Thank you for posting this. I am not overly religious, yet homosexuality feels out of balance to me. To see it pushed as a viable choice for my children to see is upsetting to me. I feel as though we have all fallen down the rabbit hole.
Hi Christie,
Your opinion is based on the knowledge that being homosexual is a choice. If science hasn’t done a good enough job proving that then there is the process of deduction: History hasn’t been kind to homosexual people, only a century ago there was probably no place on the planet where an openly homosexual person could live without fearing for their life. Along with all the other laws that made a homosexual person less equal, it makes no logical sense for a person to CHOOSE to be gay unless they’re some kind of masochist or adrenaline junkie who wants to live dangerously. Where is the up side ? What could it be ? I don’t see a single reason a person would give up their security unless they had a very good reason to. Case in point: Dr. Alan Turing, the English mathematician known as the father of theoretical computer science and the man who broke the German enigma code during WW2, without which the allies would have lost was prosecuted for gay acts(it wasn’t for being caught doing the act in public but for admitting to being in a gay relationship as part of an investigation of his house being burgled. So he was actually prosecuted for being gay). He chose to speak the truth, chemically castrate himself as punishment and then commit suicide 2 years later rather than lie and say he isn’t gay. We even know that he had women interested in him so it wouldn’t have been tough to lie. Why do this?

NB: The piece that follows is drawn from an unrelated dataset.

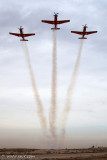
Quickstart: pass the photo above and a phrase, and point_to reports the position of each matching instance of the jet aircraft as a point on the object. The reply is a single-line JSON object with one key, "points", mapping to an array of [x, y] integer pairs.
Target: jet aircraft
{"points": [[55, 22], [21, 34], [84, 32]]}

Secondly, if it’s a choice then one should be able to change, right ? Did you ever make a choice to be attracted to the gender you’re attracted to ? And do you think you can choose to be attracted to the other gender? just for the sake of the experiment.
Regarding the author’s point about children being worse off in a household without a mother or father, should we take single parent’s children away as well? Surely having just 1 mother or just 1 father is worse than having 2 of each. Is it not good that children up for adoption get more eligible parents for them ? Homosexual parents can’t make their own children, adoption is the only way to go. Is having 2 parents of the same sex worse than having to stay in foster care/govt care ? Adopting a child isn’t easy in this country, the same safeguards apply to gay parents as they do to straight parents. This ensures that the child has a stable household to grow up in, with parents who can actually support them. Is this not better than being parentless, which btw is only the result of straight sex. Gay people are responsible for NO abandoned babies(they can’t have any!)
Hi. This was quite an interesting article to read, but I was wondering if you have any sources for the statistics you used in this article?